The head of Egypt’s Armed Forces issued on Monday a 48 hour ultimatum to all Egyptian political forces to reach a resolution or face a military “road map for the future” that “will not exclude anyone.”
General Abdel Fattah al-Sissi called mass protests on Sunday, which called for President Mohamed Morsi to resign, an “unprecedented” expression of the popular will.
“The army gives an ultimatum of 48 hours as a last ditch chance, as the homeland and the nation cannot tolerate any party failing to live up to its responsibilities,” the statement said.
“The national security of the state is in severe danger. We are compelled by our national responsibility… to issue a road map for the future and certain measures… for the participation of all [political] factions.”

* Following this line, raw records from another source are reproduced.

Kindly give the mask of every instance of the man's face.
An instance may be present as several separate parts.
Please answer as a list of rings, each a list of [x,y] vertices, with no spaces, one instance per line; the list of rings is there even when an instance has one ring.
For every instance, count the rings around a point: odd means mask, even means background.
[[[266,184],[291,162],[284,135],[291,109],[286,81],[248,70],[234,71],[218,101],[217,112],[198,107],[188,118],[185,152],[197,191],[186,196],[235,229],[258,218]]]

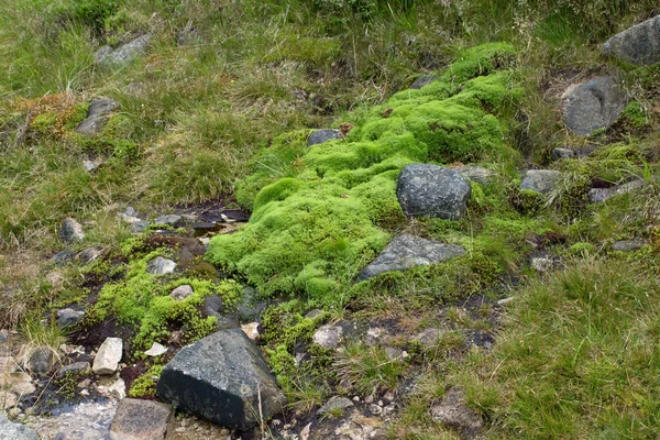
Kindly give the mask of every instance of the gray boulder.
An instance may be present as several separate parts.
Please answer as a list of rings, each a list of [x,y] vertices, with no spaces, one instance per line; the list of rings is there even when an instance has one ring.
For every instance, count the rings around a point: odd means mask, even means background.
[[[0,440],[40,440],[36,431],[22,424],[13,424],[0,411]]]
[[[522,173],[520,189],[548,194],[557,187],[561,173],[552,169],[528,169]]]
[[[99,98],[94,100],[87,110],[87,118],[74,131],[86,136],[99,134],[117,109],[119,109],[119,102],[114,99]]]
[[[439,263],[464,253],[465,250],[457,244],[399,235],[389,242],[376,260],[362,270],[358,282],[389,271],[405,271],[415,266]]]
[[[270,419],[286,405],[266,361],[240,329],[182,349],[163,369],[156,394],[180,410],[239,429],[257,426],[260,413]]]
[[[582,136],[607,129],[620,117],[627,103],[626,94],[609,76],[573,86],[564,92],[562,99],[564,124]]]
[[[396,196],[407,216],[459,220],[465,215],[472,187],[451,168],[411,164],[399,174]]]
[[[334,141],[337,139],[342,139],[342,138],[343,136],[341,135],[341,131],[339,131],[339,130],[329,130],[329,129],[317,130],[309,135],[309,139],[307,140],[307,146],[322,144],[323,142]]]
[[[660,63],[660,15],[607,40],[603,54],[637,65]]]

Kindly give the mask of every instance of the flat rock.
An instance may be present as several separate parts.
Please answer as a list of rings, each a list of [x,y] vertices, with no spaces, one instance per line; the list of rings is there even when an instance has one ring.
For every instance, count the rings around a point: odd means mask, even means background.
[[[660,63],[660,15],[607,40],[603,54],[642,66]]]
[[[560,179],[560,172],[552,169],[528,169],[522,173],[520,189],[548,194],[557,187]]]
[[[326,405],[319,408],[317,415],[323,416],[327,414],[333,414],[334,411],[343,411],[346,408],[353,407],[355,404],[348,398],[341,396],[333,396],[326,402]]]
[[[572,86],[563,94],[562,100],[564,124],[582,136],[607,129],[620,117],[627,103],[626,94],[609,76]]]
[[[11,422],[7,414],[0,411],[0,440],[40,440],[40,437],[25,425]]]
[[[642,179],[637,179],[610,188],[592,188],[588,190],[588,199],[594,204],[603,202],[615,196],[639,190],[644,188],[644,185],[645,183]]]
[[[114,374],[117,369],[119,369],[119,362],[123,354],[122,351],[123,341],[121,338],[107,338],[94,359],[91,367],[94,373],[99,375]]]
[[[154,400],[124,398],[119,403],[110,435],[118,440],[160,440],[174,415],[169,405]]]
[[[176,263],[169,258],[156,256],[146,264],[146,272],[152,275],[166,275],[174,272]]]
[[[343,329],[341,327],[326,324],[314,332],[312,340],[323,349],[337,349],[342,336]]]
[[[59,240],[64,244],[76,243],[85,240],[85,232],[82,232],[82,226],[76,221],[76,219],[66,218],[62,220],[59,227]]]
[[[455,169],[411,164],[399,174],[396,196],[407,216],[460,220],[471,190],[470,180]]]
[[[399,235],[369,266],[364,267],[358,280],[391,271],[405,271],[415,266],[429,265],[455,258],[465,253],[457,244],[438,243],[410,235]]]
[[[286,405],[261,352],[240,329],[182,349],[165,365],[156,394],[178,409],[229,428],[249,429]]]
[[[440,404],[431,408],[431,417],[468,438],[474,438],[483,427],[481,417],[465,405],[465,393],[459,387],[451,388],[442,396]]]
[[[94,100],[87,110],[87,118],[74,131],[87,136],[99,134],[117,109],[119,109],[119,102],[114,99],[99,98]],[[91,169],[94,168],[96,168],[96,164]]]
[[[337,139],[342,139],[342,138],[343,136],[341,135],[341,131],[339,131],[339,130],[330,130],[330,129],[317,130],[309,135],[309,139],[307,140],[307,146],[321,144],[327,141],[334,141]]]

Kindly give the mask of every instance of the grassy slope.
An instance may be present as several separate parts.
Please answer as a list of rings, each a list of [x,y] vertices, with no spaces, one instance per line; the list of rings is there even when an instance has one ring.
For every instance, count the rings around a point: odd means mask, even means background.
[[[566,69],[613,68],[603,67],[607,65],[598,58],[597,43],[654,8],[650,1],[513,6],[474,0],[419,1],[391,9],[386,2],[365,0],[345,13],[331,1],[179,3],[0,4],[0,282],[11,292],[0,305],[3,321],[34,322],[40,314],[30,317],[28,310],[46,310],[72,295],[68,282],[53,288],[38,263],[59,249],[55,232],[63,217],[91,221],[84,244],[119,249],[129,233],[106,209],[112,204],[167,209],[226,197],[234,191],[237,179],[258,175],[258,163],[271,168],[277,164],[285,175],[296,176],[300,154],[285,151],[288,156],[282,158],[264,150],[276,135],[343,121],[359,128],[355,136],[369,134],[366,122],[387,107],[370,112],[371,106],[386,102],[419,72],[444,67],[480,43],[506,41],[517,46],[525,98],[503,116],[510,124],[504,143],[542,164],[552,146],[581,141],[561,129],[540,90]],[[178,46],[177,32],[188,21],[201,40]],[[155,37],[145,59],[119,72],[94,66],[91,54],[101,43],[117,45],[147,31]],[[432,424],[428,408],[446,385],[454,384],[465,386],[470,404],[492,422],[492,438],[653,438],[658,431],[657,189],[647,188],[648,197],[626,196],[576,211],[583,207],[585,178],[645,176],[657,166],[660,153],[650,110],[658,70],[623,67],[644,110],[636,113],[641,129],[629,118],[623,136],[595,139],[620,144],[604,148],[588,164],[556,164],[569,177],[568,190],[557,195],[561,197],[554,205],[544,210],[527,207],[520,213],[520,200],[510,193],[516,183],[507,180],[515,179],[512,168],[521,162],[487,163],[498,167],[503,178],[476,191],[469,219],[405,227],[465,244],[469,258],[380,277],[342,299],[351,298],[350,307],[369,319],[415,317],[416,326],[422,326],[436,319],[429,302],[442,304],[457,293],[502,295],[503,274],[519,278],[517,300],[507,309],[499,342],[491,352],[457,356],[452,346],[461,343],[449,340],[411,365],[373,365],[371,360],[384,353],[361,348],[337,360],[340,376],[350,377],[360,392],[395,386],[407,370],[424,373],[421,386],[407,397],[392,427],[393,438],[452,436]],[[134,82],[142,84],[142,92],[127,90]],[[98,138],[80,139],[72,128],[94,96],[119,100],[121,113]],[[332,177],[340,169],[332,168],[326,153],[316,148],[309,162],[316,161],[316,168],[322,165]],[[258,162],[251,161],[255,154]],[[108,162],[90,175],[81,160],[97,156]],[[243,182],[239,199],[250,205],[262,184],[253,182],[251,187],[250,179]],[[387,187],[388,180],[382,185]],[[404,228],[400,222],[377,226],[387,232]],[[656,229],[647,231],[649,226]],[[574,267],[543,278],[520,270],[521,254],[530,250],[530,233],[548,231],[568,237],[565,244],[550,250]],[[629,255],[607,252],[613,240],[640,235],[654,244]],[[334,243],[327,251],[342,249]],[[67,271],[76,275],[75,268]],[[304,310],[305,305],[289,307]],[[283,319],[279,315],[270,317],[274,329]],[[287,346],[310,329],[305,321],[297,328],[295,319],[288,323],[289,340],[272,338],[280,355],[272,354],[274,365],[277,360],[288,362]],[[311,376],[309,384],[287,387],[300,407],[322,394],[323,376]]]

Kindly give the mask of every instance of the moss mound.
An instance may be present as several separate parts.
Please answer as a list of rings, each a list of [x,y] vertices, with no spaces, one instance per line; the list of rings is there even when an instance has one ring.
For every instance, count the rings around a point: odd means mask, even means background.
[[[276,139],[237,185],[239,201],[253,208],[250,223],[212,239],[209,261],[263,295],[333,302],[404,220],[396,199],[404,166],[516,156],[504,141],[504,110],[521,96],[506,70],[514,62],[513,46],[479,46],[435,82],[373,108],[343,140],[307,148],[308,132]]]

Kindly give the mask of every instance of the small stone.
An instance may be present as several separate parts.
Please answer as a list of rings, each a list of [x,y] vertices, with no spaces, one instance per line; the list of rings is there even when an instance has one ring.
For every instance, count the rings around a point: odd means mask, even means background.
[[[59,239],[64,244],[70,244],[85,240],[82,226],[72,218],[62,220],[62,224],[59,227]]]
[[[321,408],[319,408],[319,410],[317,411],[317,415],[323,416],[327,414],[332,414],[334,411],[344,410],[352,406],[355,406],[355,405],[353,404],[353,402],[351,402],[351,399],[349,399],[346,397],[341,397],[341,396],[333,396],[333,397],[330,397],[330,399],[328,399],[326,405],[323,405]]]
[[[152,358],[160,356],[161,354],[165,353],[167,353],[167,348],[161,345],[157,342],[154,342],[152,344],[152,348],[144,352],[144,354]]]
[[[169,258],[156,256],[146,264],[146,272],[152,275],[172,274],[176,267],[176,263]]]
[[[122,440],[160,440],[165,438],[174,410],[155,400],[125,398],[120,402],[110,432]]]
[[[314,342],[323,349],[337,349],[343,334],[343,329],[339,326],[322,326],[314,332]]]
[[[74,327],[85,318],[85,312],[74,309],[57,310],[57,324],[62,328]]]
[[[178,286],[169,294],[174,299],[183,300],[194,294],[193,286],[184,284],[183,286]]]
[[[121,338],[107,338],[94,359],[91,370],[95,374],[110,375],[119,369],[119,362],[122,358],[123,341]]]

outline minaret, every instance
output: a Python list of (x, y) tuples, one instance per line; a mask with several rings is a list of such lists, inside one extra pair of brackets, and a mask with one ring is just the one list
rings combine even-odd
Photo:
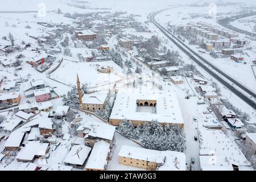
[(77, 75), (77, 80), (76, 80), (76, 84), (77, 85), (77, 91), (79, 93), (79, 105), (80, 106), (80, 109), (82, 109), (82, 95), (81, 94), (81, 88), (80, 88), (80, 81), (79, 81), (79, 77), (78, 76), (78, 74), (76, 73)]

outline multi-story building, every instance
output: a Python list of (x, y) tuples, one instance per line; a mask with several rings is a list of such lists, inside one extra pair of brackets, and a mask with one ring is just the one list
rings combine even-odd
[(119, 43), (122, 47), (128, 50), (133, 49), (133, 42), (128, 38), (121, 38), (119, 39)]
[(97, 34), (89, 30), (77, 31), (75, 35), (77, 39), (84, 41), (92, 41), (97, 38)]
[(154, 171), (185, 171), (185, 155), (182, 152), (123, 145), (118, 156), (123, 165)]

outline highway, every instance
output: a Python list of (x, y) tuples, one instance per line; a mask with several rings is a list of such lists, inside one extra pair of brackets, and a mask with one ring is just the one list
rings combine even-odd
[[(191, 49), (188, 46), (185, 44), (181, 40), (174, 36), (171, 32), (166, 30), (164, 27), (161, 26), (155, 20), (155, 17), (156, 15), (168, 9), (169, 9), (160, 10), (153, 14), (150, 16), (150, 21), (152, 23), (154, 23), (164, 35), (166, 35), (177, 47), (179, 47), (182, 51), (183, 51), (186, 55), (187, 55), (193, 61), (194, 61), (199, 66), (203, 68), (205, 71), (207, 71), (209, 74), (215, 78), (220, 82), (221, 82), (223, 85), (224, 85), (233, 93), (236, 94), (241, 100), (247, 103), (249, 105), (251, 106), (253, 109), (255, 109), (256, 103), (254, 101), (251, 100), (250, 97), (246, 96), (246, 94), (245, 94), (243, 92), (241, 92), (237, 88), (234, 88), (233, 86), (232, 86), (233, 84), (229, 83), (228, 81), (226, 81), (225, 80), (228, 80), (229, 81), (236, 85), (237, 87), (239, 87), (241, 89), (246, 92), (250, 96), (253, 97), (254, 98), (256, 98), (256, 94), (254, 92), (251, 90), (245, 85), (242, 85), (241, 83), (236, 81), (230, 76), (228, 75), (221, 70), (219, 69), (215, 65), (208, 61), (204, 58), (202, 57), (199, 54), (196, 53), (193, 50)], [(202, 63), (202, 61), (204, 63)], [(207, 65), (206, 64), (207, 64), (208, 65)], [(213, 70), (215, 71), (218, 73), (217, 73)], [(220, 75), (224, 77), (226, 79), (224, 79), (220, 76), (219, 75)]]

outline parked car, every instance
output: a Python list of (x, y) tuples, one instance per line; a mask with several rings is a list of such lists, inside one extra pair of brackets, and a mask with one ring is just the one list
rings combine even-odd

The military also said it will supervise the execution of its roadmap “with the participation of all factions and national parties, including young people.” However, al-Sisi rejected the army’s direct involvement in politics or government.
The Tamarod [which means “rebellion” in Arabic and is the grassroots campaign that called for Sunday’s protests] opposition has given President Morsi until Tuesday to stand down, threatening “a complete civil disobedience campaign” if he refuses. Sunday’s protests saw at least six people killed.
“We give Mohammed Morsi until 5p.m. (3p.m. GMT) on Tuesday July 2 to leave power, allowing state institutions to prepare for early presidential elections,” Tamarod said in a statement on its website.
Morsi has made clear that he will not step down. “There is no room for any talk against this constitutional legitimacy,” he told Britain’s “The Guardian” newspaper in an interview published on Sunday in which he rejected the possibility of early elections.
The massive protests on Sunday came on the first anniversary of Morsi’s inauguration as president following the 2011 revolution that toppled the Western-backed regime of Hosni Mubarak.